As the calendar begins to approach a new decade–in just one year it will be 5780, as the reality of a soon-to-be majority of the world’s Jews living in Eretz Yisrael under Jewish sovereignty for the first time in almost two full millennia, as the spiritual awareness of people around the world grows more universal and compassionate (no, of course we’re not there yet, but before one arrives, one must necessarily approach), perhaps we can take a new look at Tshuva, usually (inadequately) translated as “repentance”, but perhaps better thought of as a return and a reset to our full potential as humans and as Jews.

For almost my entire life, Tshuva was presented as doing more (or, in the case of Aveyrot, misdeeds and sins, doing less).  If I learn Torah and hour a day, let’s increase it to two. If we give five dollars daily to Tzedaka (Charity), up it to six! If we’ve inspired five Talmidim, students to learn an extra hour a week, convince them to learn two extra!

And perhaps, if we haven’t this past week eaten two pounds of cheeseburger, let’s not eat three! (Of course, there is no quantification of prohibitions, and not eating treif means not eating ANY treif, but the point in this exaggeration was made many years ago by Rabbi Chaim Zimmerman, zt”l, one of my teachers in Jerusalem and considered by many to have been the Talmid Chacham most brilliant Torah scholar of his recently past generation).
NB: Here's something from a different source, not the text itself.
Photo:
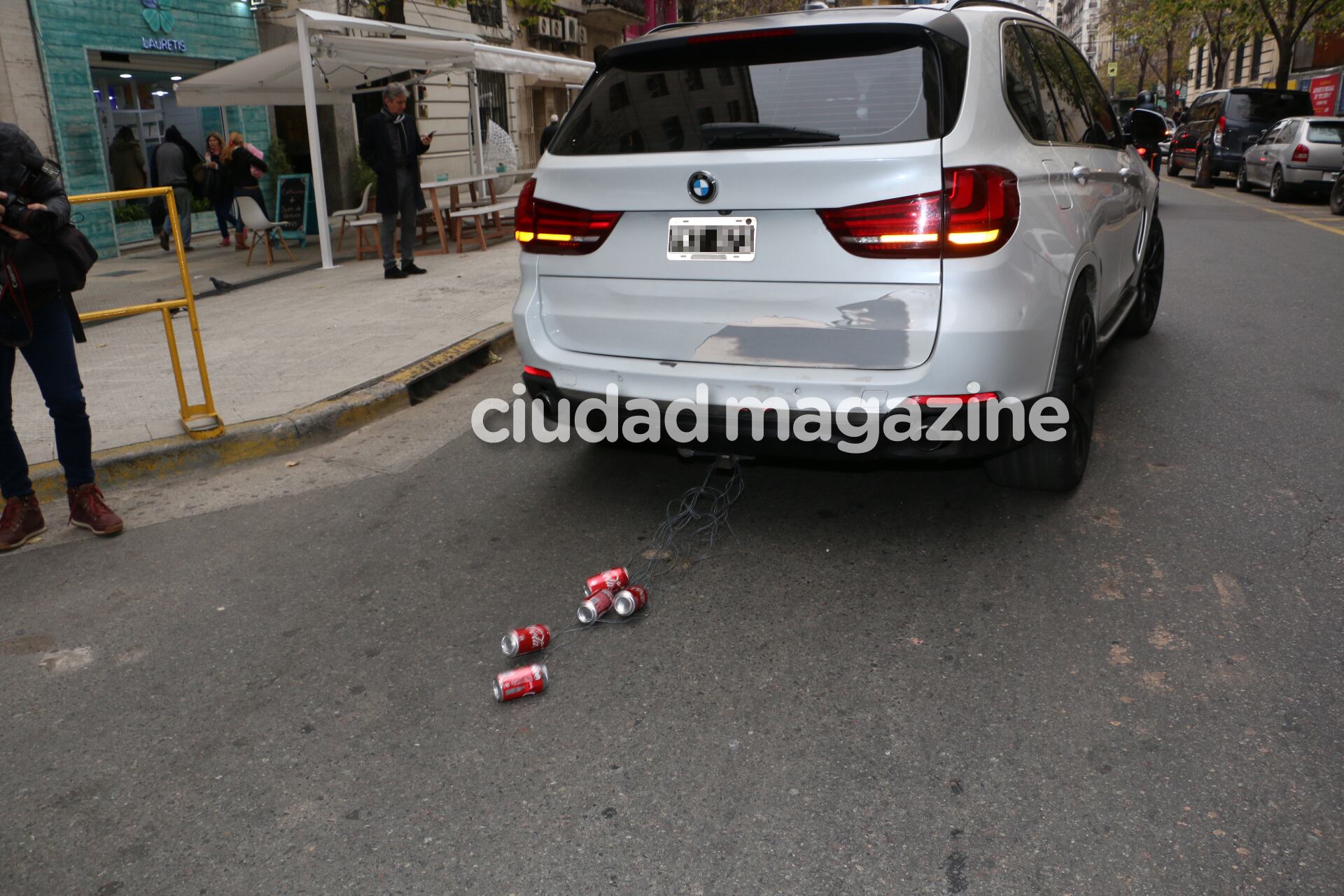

I see a different direction for myself this year and in the future. As a teacher, as a rabbi, I want to encourage and enable Jews, especially those with little or no previous background, those who have been turned off by past expressions of coercion, fanaticism and intolerance, to explore and engage even just a little more this year in any side or expression of Judaism they feel comfortable and potentially at home with.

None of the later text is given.